There were other ministries that I was involved in.  Some of them for a one time meeting, others more than once.  I took part in a few services at the South Carolina State Penitentiary.  One Sunday night I was emcee for a Servicemen For Christ service held in the school chapel.  Outside of Columbia was Fort Jackson, a large US Army base.  Hundreds of soldiers would wander the streets of the city in their free time.  Some of our students were on the streets inviting the men to the meeting.  There was a meeting every Sunday evening for them.  The night that I emceed the service, Barry Moore, also a student, was the speaker.  I had known Barry back in the Chatham Youth For Christ days.  Barry was YFC director in London and spoke a couple of times at our Chatham YFC rally.  It was an honor to be able to introduce him that Sunday night at CBC. I am so thankful for these Christian service opportunities.  They were all used of God to prepare me in part for pastoral ministry in the years to come.

My first year, I was also a member of the Ambassador Choir, led by Bill Supplee.  A couple of Sunday nights each month we would sing in churches within an hour or two driving distance from the school.  In the spring of 1955 we went on tour upstate.  However, I was not well, and while in New York City caught a bus and went home to Chatham for a week or so.  Since it was spring break, I did not miss too many classes.

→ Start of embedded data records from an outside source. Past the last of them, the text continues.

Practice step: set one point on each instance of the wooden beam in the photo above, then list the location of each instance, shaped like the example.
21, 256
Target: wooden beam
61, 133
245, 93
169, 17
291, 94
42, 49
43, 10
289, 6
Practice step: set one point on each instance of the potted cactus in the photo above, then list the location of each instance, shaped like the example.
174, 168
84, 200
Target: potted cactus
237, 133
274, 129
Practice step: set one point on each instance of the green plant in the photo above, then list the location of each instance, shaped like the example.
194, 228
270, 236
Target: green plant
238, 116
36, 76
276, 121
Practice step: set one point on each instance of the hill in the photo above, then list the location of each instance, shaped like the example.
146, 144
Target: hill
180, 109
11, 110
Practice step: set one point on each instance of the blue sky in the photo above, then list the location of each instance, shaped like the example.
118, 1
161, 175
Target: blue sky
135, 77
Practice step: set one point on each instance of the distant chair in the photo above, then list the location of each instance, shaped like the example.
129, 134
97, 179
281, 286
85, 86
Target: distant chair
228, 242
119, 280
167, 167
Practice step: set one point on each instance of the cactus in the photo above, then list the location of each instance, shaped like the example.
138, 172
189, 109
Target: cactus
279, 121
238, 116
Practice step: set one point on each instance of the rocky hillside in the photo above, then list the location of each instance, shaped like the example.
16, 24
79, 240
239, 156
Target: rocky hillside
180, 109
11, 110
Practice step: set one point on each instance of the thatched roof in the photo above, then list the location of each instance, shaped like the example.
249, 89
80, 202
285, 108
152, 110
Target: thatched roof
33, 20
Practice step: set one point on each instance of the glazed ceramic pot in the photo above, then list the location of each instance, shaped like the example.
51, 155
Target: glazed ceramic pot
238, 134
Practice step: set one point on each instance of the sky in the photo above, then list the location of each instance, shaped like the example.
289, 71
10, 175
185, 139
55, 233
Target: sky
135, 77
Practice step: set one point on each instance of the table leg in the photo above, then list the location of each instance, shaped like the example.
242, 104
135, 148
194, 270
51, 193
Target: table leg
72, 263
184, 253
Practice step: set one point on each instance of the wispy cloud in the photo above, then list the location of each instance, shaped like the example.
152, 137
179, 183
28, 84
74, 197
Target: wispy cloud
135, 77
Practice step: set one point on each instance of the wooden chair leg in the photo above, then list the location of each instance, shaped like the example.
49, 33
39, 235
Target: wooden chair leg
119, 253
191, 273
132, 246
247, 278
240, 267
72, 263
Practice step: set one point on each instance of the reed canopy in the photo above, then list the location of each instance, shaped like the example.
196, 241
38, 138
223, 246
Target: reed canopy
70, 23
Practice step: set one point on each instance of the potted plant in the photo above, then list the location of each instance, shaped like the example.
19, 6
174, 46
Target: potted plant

Bill Supplee leading Ambassador reunion choir 2002

Unlike Prairie Bible Institute, at CBC we were encouraged to date.  Wow!  This was different.  Up to then, I had never ever had a date.  In my high school years, the teens did things together and there were few of us that dated.  So, my first year at CBC, how was I to go about it?  I decided to ask a couple of  talkie girls.  I thought that way we would not lack for conversation.  So early in the school year, I asked a Texan girl for a Friday night date.  Before I had that one, I asked another girl from Michigan for the Sunday (a church date) night.  There were others and I finally settled on a girl from Illinois and dated her most of that first year.  My second year, I ended up with another steady.  My final year, I thought, I would forget about the going steady thing and dated several girls.  The Lord only knew that somewhere in  Alberta was the girl He had chosen for me.  I'm so thankful that I waited for Leona.